Sebaik baik apapun cara kecewa bertamu takkan membuat tuan rumah merasa apik. Kecewa takkan pernah peduli kapan ia bertamu, entah disaat bahagia begitu erat memeluk mesra tuan rumah. Sekali lagi ia tak peduli. Kali ini ia datang mengejutkan tuan rumah, hingga bahagia yang sedari tadi memeluk merenggangkan lengannya perlahan. Tuan rumahpun menunduk dan menggeleng pelan, tak menahan lengan itu untuk tetap mendekapnya. "Menyedihkan" lirih hatinya.
Bahagia beranjak pergi seolah olah ia berpikir tak seharusnya berada disitu. Tanpa sepatah katapun diucapkan, bahagia meninggalkan tuan rumah itu sendiri. Oh tidak, dia tidak sendiri. Melainkan ada yang lain selain dirinya tadi, kecewa.

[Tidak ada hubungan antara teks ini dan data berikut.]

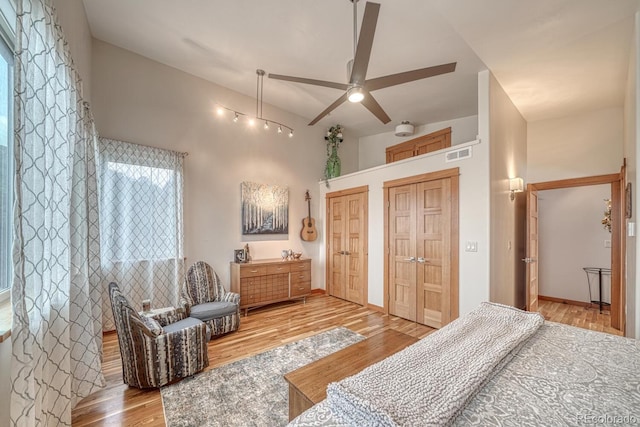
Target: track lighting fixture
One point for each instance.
(258, 117)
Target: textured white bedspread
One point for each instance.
(430, 382)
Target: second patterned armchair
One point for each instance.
(157, 352)
(204, 298)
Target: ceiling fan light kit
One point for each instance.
(355, 94)
(359, 87)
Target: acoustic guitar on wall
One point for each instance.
(308, 232)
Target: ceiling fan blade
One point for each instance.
(408, 76)
(365, 41)
(324, 83)
(329, 109)
(373, 106)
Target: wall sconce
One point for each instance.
(516, 185)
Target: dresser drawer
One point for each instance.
(299, 289)
(251, 271)
(278, 269)
(300, 276)
(301, 266)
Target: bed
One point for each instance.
(495, 366)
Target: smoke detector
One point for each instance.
(404, 129)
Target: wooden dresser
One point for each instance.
(266, 281)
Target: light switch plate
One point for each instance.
(471, 246)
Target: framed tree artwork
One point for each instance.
(265, 209)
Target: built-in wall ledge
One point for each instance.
(441, 152)
(5, 319)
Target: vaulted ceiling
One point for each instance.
(553, 57)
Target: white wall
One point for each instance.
(508, 148)
(577, 146)
(571, 237)
(371, 149)
(142, 101)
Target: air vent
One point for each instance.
(455, 155)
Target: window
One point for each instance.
(6, 168)
(140, 215)
(141, 203)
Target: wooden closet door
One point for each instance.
(354, 237)
(336, 249)
(433, 252)
(402, 255)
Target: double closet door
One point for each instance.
(422, 245)
(347, 214)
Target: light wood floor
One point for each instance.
(263, 329)
(582, 317)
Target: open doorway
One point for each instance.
(565, 263)
(575, 256)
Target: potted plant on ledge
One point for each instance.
(334, 139)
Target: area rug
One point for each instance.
(251, 391)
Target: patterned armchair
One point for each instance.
(157, 350)
(204, 298)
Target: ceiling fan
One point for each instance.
(359, 88)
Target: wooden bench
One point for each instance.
(308, 385)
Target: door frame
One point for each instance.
(454, 174)
(365, 256)
(618, 236)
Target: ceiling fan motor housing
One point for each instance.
(404, 129)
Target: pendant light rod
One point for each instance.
(259, 94)
(355, 28)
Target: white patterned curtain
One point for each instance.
(141, 223)
(56, 295)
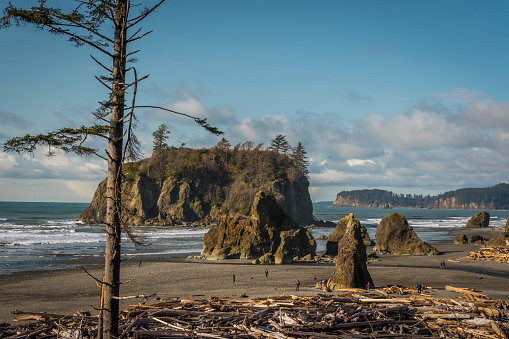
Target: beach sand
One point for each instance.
(72, 290)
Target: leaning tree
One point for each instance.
(109, 27)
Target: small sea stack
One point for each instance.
(268, 235)
(480, 220)
(351, 260)
(395, 236)
(339, 231)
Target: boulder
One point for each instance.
(351, 267)
(395, 236)
(501, 241)
(268, 234)
(479, 220)
(322, 237)
(461, 239)
(339, 231)
(477, 239)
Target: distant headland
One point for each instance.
(496, 197)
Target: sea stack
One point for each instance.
(351, 261)
(479, 220)
(267, 234)
(395, 236)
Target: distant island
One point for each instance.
(496, 197)
(323, 203)
(182, 186)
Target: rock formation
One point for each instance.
(501, 241)
(267, 234)
(479, 220)
(395, 236)
(461, 239)
(351, 261)
(477, 239)
(200, 195)
(339, 231)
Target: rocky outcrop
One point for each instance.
(477, 239)
(501, 241)
(395, 236)
(479, 220)
(351, 261)
(339, 231)
(267, 234)
(174, 202)
(461, 239)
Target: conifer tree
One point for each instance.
(299, 158)
(160, 136)
(104, 25)
(279, 144)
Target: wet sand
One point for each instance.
(72, 290)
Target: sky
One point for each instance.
(407, 96)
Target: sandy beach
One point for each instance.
(72, 290)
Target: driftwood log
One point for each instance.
(350, 315)
(500, 254)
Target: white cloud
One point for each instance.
(360, 162)
(61, 166)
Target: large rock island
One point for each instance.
(268, 234)
(182, 186)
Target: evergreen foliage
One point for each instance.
(279, 144)
(232, 177)
(160, 136)
(496, 197)
(299, 158)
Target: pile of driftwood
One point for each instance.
(500, 254)
(350, 315)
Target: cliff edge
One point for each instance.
(183, 186)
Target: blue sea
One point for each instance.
(41, 236)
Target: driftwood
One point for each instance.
(350, 315)
(500, 254)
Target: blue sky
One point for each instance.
(408, 96)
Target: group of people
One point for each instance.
(266, 275)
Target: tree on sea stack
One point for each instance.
(104, 25)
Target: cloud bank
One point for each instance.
(448, 141)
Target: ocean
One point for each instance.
(45, 236)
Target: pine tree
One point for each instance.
(104, 25)
(279, 144)
(160, 136)
(299, 158)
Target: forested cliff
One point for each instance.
(496, 197)
(183, 185)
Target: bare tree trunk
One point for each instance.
(114, 182)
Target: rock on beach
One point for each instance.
(395, 236)
(268, 234)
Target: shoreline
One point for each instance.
(67, 291)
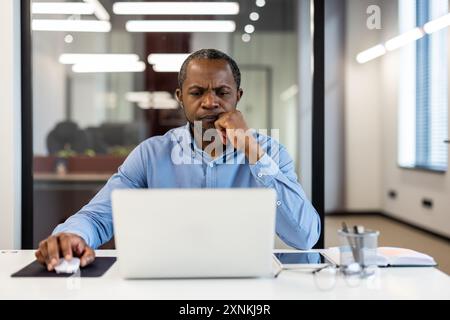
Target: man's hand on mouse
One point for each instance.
(64, 245)
(232, 125)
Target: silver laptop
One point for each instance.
(194, 233)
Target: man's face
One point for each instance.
(208, 91)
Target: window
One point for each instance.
(423, 117)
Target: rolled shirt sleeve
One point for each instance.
(297, 222)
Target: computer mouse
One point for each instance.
(68, 266)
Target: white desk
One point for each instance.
(395, 283)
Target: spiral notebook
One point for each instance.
(392, 257)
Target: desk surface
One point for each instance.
(393, 283)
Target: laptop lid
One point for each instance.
(183, 233)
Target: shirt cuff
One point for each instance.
(64, 229)
(265, 170)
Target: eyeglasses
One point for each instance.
(326, 277)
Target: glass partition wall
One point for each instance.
(104, 74)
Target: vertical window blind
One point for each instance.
(423, 90)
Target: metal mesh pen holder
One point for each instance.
(358, 252)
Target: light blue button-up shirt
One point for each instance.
(175, 161)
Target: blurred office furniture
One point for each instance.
(66, 135)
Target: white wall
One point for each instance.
(363, 127)
(10, 105)
(371, 132)
(334, 104)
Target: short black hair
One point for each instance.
(211, 54)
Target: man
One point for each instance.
(209, 91)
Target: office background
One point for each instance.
(365, 170)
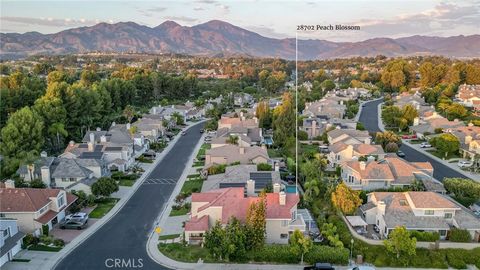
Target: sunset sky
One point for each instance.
(277, 19)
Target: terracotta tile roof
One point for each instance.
(234, 203)
(429, 200)
(25, 199)
(197, 224)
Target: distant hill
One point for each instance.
(221, 38)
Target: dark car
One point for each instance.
(78, 224)
(319, 266)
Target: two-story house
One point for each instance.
(10, 240)
(33, 208)
(385, 173)
(222, 204)
(420, 211)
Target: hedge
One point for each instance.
(458, 235)
(425, 236)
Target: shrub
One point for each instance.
(59, 242)
(425, 236)
(458, 235)
(264, 167)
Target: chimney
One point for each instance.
(368, 140)
(46, 178)
(282, 198)
(90, 147)
(9, 183)
(363, 165)
(416, 121)
(92, 138)
(276, 188)
(250, 188)
(468, 139)
(381, 207)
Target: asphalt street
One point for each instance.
(123, 238)
(369, 118)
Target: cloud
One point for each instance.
(181, 19)
(52, 22)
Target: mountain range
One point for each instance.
(219, 38)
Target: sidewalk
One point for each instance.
(51, 262)
(417, 148)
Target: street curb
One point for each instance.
(95, 227)
(382, 128)
(152, 241)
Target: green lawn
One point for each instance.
(182, 253)
(40, 247)
(168, 236)
(126, 182)
(192, 186)
(439, 155)
(180, 212)
(103, 207)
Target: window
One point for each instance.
(429, 212)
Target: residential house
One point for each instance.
(243, 100)
(389, 172)
(432, 125)
(33, 208)
(469, 95)
(341, 152)
(239, 176)
(229, 154)
(10, 240)
(222, 204)
(348, 136)
(419, 211)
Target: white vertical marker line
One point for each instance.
(296, 111)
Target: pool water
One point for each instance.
(291, 188)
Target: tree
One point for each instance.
(256, 222)
(346, 199)
(22, 134)
(400, 243)
(216, 241)
(300, 244)
(232, 140)
(446, 144)
(104, 187)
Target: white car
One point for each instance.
(425, 145)
(78, 215)
(464, 164)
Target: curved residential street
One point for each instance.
(123, 238)
(369, 117)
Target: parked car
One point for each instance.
(464, 164)
(78, 224)
(425, 145)
(319, 266)
(78, 215)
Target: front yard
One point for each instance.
(103, 207)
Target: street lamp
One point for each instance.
(351, 250)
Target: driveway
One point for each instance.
(369, 118)
(124, 236)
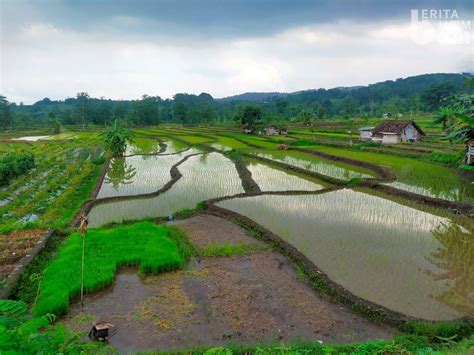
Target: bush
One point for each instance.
(98, 160)
(21, 334)
(368, 144)
(15, 164)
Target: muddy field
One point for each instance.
(251, 298)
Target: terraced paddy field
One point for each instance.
(263, 244)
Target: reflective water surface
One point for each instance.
(204, 177)
(139, 174)
(270, 179)
(407, 260)
(319, 165)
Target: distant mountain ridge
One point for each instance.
(400, 86)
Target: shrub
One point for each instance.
(98, 160)
(15, 164)
(145, 245)
(20, 334)
(368, 144)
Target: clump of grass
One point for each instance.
(145, 245)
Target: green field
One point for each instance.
(145, 245)
(314, 203)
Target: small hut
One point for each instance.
(365, 133)
(395, 131)
(271, 131)
(100, 330)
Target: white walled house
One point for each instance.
(396, 131)
(365, 133)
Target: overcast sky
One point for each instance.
(124, 49)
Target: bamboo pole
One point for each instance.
(83, 231)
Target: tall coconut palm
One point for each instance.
(116, 139)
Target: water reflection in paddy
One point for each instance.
(450, 195)
(399, 257)
(322, 166)
(270, 179)
(139, 174)
(204, 177)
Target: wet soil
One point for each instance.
(252, 298)
(204, 230)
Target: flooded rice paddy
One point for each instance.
(408, 260)
(139, 174)
(204, 176)
(30, 138)
(402, 258)
(319, 165)
(270, 179)
(451, 195)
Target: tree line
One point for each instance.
(410, 96)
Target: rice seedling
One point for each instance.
(145, 245)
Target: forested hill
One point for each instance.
(402, 88)
(421, 93)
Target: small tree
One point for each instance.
(248, 116)
(116, 139)
(459, 118)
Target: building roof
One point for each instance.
(395, 127)
(103, 325)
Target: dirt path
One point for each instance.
(250, 298)
(205, 230)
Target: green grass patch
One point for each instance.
(146, 245)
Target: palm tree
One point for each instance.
(461, 123)
(116, 139)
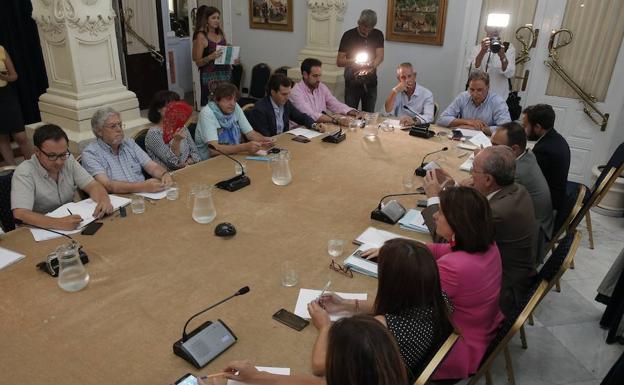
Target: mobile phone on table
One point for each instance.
(187, 379)
(290, 319)
(91, 228)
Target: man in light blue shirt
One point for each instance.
(477, 108)
(407, 92)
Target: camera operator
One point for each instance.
(491, 56)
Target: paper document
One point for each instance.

"Untuk apa kau datang?" Tuan rumah memecah hening
"Aku merindukanmu. Itu siapa yang memelukmu? Mengapa wajahmu bersemu merah dan matamu begitu tertarik ketika menatapnya, sedangkan ketika aku memelukmu, wajahmu begitu sembab dan tatapanmu sangat hampa", sambut kecewa.

"Aku tak pernah riang menyambutmu, oh bagaimana mungkin pula aku menyambutmu, aku tak pernah tau kau datang. Sekali aku berusaha menutup pintu, berpindah-pindah rumah. Namun kau selalu tau bagaimana cara menemuiku. Aku tak punya kuasa untuk menghentikanmu lagi. Kau terlalu tangguh untuk dilawan. Datanglah kapanpun engkau mau, aku takkan lagi kemana-mana. Terkecuali kau berulah kembali seperti dulu", kata tuan rumah sambil menggigit bibir menahan tangis.

Kecewa berbisik,"Mungkin aku takkan berlama-lama disini. Sudah ku bilang aku hanya merindukanmu. Aku tak tau sampai kapan aku akan bermalam disini. Percayalah aku tak berniat memporakporandakan tiap ruang dirumah ini seperti dulu. Mungkin lain kali, hahaha".

"PECUNDANG", tuan rumah mencicit sambil tersenyum getir.